It should be noted that, according to each pair of the convolutional neural network models, the convolutional neural network modelsThe deviation between the coordinates of the four vertices of the output previous frame and the adjacent next frame is determined, and the deviation between the coordinates of the four vertices of each frame and the first frame is determined (the camera motion trajectory in fig. 7 is smoothed), specifically: for any frame, determining the deviation between the coordinates of four vertexes of the previous frame and the next frame which are output by each pair of the convolutional neural network models and are positioned before the frame, taking the sum of the determined deviations between the coordinates of four vertexes of the previous frame and the next frame which are output by each pair of the convolutional neural network models and are positioned before the frame as the deviation between the coordinates of four vertexes of the frame and the first frame, namely,

p_tis the deviation, Δ, between the coordinates of the four vertices of the frame and the first frame_iIs the deviation between the coordinates of the four vertices of the ith frame picture and the ith-1 frame picture, thereby obtaining the deviation between the coordinates of the four vertices of each frame picture and the first frame picture as shown in fig. 6.

In addition, it should be noted that, in the present application, based on the determined deviation between the four vertex coordinates of each frame of picture and the first frame of picture, the corrected deviation between the four vertex coordinates of each frame of picture and the first frame of picture is determined (the camera motion trajectory in fig. 7 is smooth), and specifically: starting with the shot image jittering the previous frame image, sequentially passing correction formula p 'according to the correction deviation between the coordinates of four vertexes of the previous frame image and the first frame image and the deviation between the coordinates of four vertexes of the next frame image and the first frame image'_t＝argmin_p(α‖p-p′_t-1‖+(1-α)‖p-p_t|) determines a rectified deviation between the four vertex coordinates of the next and first frame pictures, where p'_tFor the corrected deviation between the coordinates of the four vertices of the next frame and the first frame, p_tIs the deviation between the coordinates of the four vertices of the next frame picture and the first frame picture, p'_t-1Four vertex coordinates of the previous frame and the first frameThe correction deviation between the four vertex coordinates of each frame and the first frame is obtained as shown in fig. 6, where α is a weight coefficient used for adjusting the stable condition and the reserved condition of the frame until the correction deviation between the four vertex coordinates of the frame and the first frame is determined to be completed.

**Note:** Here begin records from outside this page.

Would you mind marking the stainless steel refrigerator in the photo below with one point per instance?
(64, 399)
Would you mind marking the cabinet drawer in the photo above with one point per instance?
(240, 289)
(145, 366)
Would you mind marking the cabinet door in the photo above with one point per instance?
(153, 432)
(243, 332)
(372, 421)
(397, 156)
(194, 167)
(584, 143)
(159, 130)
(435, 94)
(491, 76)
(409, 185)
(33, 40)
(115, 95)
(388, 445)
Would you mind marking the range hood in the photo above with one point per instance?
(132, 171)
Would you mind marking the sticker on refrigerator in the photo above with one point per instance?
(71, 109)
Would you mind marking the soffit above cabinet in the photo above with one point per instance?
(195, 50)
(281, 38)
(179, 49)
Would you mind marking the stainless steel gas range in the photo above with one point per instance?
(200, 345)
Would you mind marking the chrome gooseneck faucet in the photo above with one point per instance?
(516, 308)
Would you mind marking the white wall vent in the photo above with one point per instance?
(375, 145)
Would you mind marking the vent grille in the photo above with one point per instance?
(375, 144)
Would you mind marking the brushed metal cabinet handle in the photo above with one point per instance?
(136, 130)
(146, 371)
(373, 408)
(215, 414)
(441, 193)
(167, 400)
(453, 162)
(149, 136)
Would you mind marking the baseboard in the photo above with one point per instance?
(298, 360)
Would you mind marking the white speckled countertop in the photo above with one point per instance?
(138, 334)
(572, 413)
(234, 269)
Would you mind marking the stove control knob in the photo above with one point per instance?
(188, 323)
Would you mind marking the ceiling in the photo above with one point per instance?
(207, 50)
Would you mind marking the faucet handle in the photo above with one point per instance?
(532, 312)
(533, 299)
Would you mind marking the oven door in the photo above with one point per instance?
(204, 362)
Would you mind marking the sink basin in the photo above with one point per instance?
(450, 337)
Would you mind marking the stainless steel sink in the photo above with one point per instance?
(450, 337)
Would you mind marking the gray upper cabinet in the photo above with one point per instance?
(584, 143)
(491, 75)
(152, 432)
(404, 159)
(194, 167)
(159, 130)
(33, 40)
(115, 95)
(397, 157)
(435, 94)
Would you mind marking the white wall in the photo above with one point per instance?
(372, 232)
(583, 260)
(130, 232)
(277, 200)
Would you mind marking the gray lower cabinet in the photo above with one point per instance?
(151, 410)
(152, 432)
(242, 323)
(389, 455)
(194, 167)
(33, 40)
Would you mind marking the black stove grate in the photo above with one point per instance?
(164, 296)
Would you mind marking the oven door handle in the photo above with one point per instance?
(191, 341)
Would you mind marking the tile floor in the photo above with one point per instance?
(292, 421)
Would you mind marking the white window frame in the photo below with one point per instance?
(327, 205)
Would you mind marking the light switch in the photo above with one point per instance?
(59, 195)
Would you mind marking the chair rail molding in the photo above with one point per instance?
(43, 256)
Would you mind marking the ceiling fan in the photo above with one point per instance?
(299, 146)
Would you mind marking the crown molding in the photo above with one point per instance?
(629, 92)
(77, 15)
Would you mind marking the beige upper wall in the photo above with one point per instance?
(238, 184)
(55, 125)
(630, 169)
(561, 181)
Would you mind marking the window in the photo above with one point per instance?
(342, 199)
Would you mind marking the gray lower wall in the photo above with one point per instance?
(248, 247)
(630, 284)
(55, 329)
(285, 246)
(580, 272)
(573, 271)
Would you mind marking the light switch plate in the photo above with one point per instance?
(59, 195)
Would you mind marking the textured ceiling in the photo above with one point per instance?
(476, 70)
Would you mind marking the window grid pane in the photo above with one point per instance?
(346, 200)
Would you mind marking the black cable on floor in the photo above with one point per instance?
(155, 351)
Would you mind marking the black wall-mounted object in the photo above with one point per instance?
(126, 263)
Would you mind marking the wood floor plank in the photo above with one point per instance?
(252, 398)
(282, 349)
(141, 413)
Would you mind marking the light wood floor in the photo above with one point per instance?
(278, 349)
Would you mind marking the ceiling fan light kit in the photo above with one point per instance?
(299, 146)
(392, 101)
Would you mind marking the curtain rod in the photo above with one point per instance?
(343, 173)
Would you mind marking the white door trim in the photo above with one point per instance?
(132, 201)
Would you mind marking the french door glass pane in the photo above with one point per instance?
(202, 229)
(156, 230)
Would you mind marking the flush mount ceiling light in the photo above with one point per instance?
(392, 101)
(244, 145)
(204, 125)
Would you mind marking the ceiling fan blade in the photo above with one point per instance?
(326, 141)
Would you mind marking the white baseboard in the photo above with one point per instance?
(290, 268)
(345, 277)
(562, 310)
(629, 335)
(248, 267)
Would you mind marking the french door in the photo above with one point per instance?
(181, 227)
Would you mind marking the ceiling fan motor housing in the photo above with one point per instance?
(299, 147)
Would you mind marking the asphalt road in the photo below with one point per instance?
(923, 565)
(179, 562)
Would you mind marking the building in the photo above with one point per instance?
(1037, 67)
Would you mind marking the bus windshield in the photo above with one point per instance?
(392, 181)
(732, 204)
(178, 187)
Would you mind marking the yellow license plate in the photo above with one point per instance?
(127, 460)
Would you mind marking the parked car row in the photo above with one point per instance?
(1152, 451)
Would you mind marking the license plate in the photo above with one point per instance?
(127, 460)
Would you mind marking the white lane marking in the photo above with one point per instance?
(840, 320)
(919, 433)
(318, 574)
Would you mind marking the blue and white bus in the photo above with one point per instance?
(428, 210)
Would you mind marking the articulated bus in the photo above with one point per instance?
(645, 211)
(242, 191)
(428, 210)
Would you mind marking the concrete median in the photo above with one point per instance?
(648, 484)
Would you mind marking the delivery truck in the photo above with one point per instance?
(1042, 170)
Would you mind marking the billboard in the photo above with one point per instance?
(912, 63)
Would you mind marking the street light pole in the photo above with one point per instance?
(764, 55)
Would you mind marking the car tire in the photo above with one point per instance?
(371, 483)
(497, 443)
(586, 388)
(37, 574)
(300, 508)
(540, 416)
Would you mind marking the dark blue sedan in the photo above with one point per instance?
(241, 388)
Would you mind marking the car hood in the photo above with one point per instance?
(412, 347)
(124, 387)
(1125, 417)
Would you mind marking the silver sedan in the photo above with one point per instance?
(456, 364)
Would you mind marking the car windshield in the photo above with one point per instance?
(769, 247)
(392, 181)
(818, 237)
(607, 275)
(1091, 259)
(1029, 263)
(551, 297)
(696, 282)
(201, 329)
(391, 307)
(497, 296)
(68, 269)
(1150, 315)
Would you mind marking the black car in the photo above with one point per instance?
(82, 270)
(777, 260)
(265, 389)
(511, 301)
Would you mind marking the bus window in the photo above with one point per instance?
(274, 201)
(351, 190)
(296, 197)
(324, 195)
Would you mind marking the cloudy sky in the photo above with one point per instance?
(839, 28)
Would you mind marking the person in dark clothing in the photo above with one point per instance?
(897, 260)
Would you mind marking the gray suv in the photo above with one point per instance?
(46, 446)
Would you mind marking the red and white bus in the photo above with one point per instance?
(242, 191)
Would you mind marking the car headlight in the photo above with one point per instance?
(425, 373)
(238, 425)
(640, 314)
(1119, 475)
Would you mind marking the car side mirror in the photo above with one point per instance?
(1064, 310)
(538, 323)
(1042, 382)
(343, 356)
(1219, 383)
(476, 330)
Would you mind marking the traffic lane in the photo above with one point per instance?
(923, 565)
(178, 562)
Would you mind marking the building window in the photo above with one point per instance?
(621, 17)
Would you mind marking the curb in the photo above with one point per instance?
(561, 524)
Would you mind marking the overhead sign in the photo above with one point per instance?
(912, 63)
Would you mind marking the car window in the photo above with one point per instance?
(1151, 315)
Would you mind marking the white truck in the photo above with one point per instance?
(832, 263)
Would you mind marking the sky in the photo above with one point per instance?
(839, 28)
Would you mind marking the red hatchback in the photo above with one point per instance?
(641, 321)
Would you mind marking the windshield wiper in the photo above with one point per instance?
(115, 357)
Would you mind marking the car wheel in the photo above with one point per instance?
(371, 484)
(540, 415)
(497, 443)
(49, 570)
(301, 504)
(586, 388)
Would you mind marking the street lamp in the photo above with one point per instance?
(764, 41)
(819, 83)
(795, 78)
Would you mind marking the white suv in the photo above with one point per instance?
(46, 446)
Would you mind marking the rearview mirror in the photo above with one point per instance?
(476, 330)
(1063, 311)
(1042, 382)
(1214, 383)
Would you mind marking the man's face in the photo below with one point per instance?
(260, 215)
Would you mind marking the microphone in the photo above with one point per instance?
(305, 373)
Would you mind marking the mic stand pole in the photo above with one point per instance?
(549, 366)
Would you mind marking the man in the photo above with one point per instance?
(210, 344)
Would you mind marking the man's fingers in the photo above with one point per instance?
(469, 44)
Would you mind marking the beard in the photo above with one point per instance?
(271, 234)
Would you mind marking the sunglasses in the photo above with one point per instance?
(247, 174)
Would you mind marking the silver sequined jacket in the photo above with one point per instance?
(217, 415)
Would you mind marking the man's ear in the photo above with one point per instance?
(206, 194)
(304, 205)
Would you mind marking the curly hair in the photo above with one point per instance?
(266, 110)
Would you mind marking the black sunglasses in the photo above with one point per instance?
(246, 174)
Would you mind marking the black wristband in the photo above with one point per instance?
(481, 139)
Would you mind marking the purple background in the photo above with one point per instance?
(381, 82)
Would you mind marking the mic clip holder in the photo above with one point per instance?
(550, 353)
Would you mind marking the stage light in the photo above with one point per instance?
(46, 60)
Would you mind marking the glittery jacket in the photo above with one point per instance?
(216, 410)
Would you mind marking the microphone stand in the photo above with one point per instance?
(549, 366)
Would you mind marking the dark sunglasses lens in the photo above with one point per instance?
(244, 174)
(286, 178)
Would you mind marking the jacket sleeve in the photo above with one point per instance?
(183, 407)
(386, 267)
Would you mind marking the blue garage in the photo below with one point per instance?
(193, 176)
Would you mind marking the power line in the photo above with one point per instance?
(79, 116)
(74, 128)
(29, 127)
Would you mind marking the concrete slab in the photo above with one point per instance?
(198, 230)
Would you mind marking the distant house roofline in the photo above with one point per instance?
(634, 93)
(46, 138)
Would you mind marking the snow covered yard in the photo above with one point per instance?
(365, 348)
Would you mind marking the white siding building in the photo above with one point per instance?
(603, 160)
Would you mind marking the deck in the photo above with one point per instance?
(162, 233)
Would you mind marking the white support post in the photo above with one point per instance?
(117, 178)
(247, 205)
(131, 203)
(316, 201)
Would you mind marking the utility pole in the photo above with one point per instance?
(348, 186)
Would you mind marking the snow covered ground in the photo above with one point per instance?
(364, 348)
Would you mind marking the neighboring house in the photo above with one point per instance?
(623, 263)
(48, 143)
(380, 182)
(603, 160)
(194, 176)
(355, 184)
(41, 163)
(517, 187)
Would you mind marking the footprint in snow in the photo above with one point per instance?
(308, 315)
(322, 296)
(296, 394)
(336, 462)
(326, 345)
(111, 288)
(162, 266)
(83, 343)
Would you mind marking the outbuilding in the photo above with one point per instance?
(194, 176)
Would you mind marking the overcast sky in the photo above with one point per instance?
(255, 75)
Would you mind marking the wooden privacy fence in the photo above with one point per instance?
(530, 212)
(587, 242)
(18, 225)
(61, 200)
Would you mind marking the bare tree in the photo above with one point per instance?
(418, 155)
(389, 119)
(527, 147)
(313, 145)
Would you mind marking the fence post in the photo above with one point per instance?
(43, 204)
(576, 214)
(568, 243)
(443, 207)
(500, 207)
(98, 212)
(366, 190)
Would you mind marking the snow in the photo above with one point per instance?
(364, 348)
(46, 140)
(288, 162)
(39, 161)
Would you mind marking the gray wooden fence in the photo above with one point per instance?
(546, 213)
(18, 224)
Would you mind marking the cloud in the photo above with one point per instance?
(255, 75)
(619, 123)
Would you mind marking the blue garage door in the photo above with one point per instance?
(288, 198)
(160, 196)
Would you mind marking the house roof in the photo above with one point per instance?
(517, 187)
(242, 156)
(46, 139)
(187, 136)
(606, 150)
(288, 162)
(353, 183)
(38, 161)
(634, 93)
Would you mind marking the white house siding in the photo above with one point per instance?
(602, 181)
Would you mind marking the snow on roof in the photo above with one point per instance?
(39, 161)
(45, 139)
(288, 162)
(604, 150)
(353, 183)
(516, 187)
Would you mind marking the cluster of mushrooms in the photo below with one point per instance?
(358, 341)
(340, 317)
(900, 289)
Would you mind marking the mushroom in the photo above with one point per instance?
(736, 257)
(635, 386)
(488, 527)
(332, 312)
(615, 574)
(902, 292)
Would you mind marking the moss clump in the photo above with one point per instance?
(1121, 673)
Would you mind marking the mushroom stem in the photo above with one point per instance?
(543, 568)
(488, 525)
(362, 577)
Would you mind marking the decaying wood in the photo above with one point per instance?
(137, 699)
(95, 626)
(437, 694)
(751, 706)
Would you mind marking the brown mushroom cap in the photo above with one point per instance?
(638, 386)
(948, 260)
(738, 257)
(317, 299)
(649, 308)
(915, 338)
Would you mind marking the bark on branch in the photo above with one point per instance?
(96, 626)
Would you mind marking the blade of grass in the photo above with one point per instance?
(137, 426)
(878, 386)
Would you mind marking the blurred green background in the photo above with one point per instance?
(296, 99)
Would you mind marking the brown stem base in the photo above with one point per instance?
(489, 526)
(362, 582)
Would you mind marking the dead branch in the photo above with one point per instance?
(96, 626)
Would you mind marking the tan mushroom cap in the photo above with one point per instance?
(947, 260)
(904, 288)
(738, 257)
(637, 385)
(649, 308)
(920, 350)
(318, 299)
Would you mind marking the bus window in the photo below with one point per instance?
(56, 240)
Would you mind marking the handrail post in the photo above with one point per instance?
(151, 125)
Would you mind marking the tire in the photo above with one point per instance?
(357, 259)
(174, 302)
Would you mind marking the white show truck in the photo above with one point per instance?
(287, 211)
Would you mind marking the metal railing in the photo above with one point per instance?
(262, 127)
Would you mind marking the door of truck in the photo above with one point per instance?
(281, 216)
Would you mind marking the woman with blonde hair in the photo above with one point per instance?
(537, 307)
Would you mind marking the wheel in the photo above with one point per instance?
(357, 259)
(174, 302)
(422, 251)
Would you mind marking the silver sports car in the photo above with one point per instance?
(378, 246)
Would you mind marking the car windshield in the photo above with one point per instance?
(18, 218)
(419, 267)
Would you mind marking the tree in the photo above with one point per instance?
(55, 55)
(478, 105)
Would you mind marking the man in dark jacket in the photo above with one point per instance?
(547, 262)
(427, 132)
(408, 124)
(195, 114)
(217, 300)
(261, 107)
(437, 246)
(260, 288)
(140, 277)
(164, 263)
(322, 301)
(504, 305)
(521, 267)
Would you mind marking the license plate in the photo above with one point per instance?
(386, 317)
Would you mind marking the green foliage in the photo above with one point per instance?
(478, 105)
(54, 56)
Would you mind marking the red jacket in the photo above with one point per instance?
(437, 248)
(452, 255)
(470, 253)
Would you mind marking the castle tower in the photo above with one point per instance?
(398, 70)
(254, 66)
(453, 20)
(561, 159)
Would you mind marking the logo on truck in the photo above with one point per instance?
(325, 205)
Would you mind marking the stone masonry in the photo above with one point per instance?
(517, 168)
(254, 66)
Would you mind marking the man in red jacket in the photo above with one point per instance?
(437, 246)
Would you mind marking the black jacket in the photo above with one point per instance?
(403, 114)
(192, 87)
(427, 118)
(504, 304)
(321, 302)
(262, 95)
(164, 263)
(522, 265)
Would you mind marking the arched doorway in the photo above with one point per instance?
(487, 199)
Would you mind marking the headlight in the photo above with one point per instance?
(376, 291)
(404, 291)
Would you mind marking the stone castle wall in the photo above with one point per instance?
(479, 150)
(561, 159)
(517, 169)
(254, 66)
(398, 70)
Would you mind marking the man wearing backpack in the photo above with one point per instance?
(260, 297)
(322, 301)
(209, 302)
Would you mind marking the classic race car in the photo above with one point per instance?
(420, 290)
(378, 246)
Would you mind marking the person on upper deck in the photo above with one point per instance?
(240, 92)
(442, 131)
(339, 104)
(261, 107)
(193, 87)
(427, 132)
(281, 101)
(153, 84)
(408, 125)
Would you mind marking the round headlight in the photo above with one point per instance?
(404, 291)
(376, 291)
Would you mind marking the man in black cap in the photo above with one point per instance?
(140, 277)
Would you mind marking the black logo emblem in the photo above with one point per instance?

Further, in the present application, according to the determined four vertex correction coordinates of each frame of picture, a homography matrix between two specified frames of pictures is determined (i.e., homography matrix transformation in fig. 7), and each frame of picture is corrected, specifically: when the two designated frames include: when a previous frame picture and an adjacent next frame picture are taken, determining the correction orientation of the next frame picture (wherein the correction orientation comprises vertex coordinates of four corrected vertexes of the next frame picture), aiming at any frame picture, determining a homography matrix between the previous frame picture and the frame picture according to the four determined vertex correction coordinates of the frame picture and the four determined vertex correction coordinates of the previous frame picture adjacent to the frame picture through a homography matrix formula, correcting the next frame picture into the previous frame picture through the determined homography matrix, repeating the process until the frame picture is corrected to be consistent with the first frame picture, and finally correcting all the frame pictures to be consistent with the first frame picture; when the two designated frames include: when a first frame picture and other frame pictures are taken, aiming at any frame picture, determining a homography matrix between the first frame picture and the frame picture according to the four determined vertex correction coordinates of the frame picture and the four determined vertex correction coordinates of the first frame picture through a homography matrix formula, correcting the frame picture into the first frame picture through the determined homography matrix, repeating the process until the frame picture is corrected to be consistent with the first frame picture, and finally correcting all the frame pictures to be consistent with the first frame picture.

Further, after all the frame images are corrected to be consistent with the first frame image, the common content in all the frame images is cut (i.e., the image cutting output in fig. 7), so that a smoother and stable video can be obtained, that is, the smooth change of each frame of the shot image can be realized, and the whole process is specifically shown in fig. 7.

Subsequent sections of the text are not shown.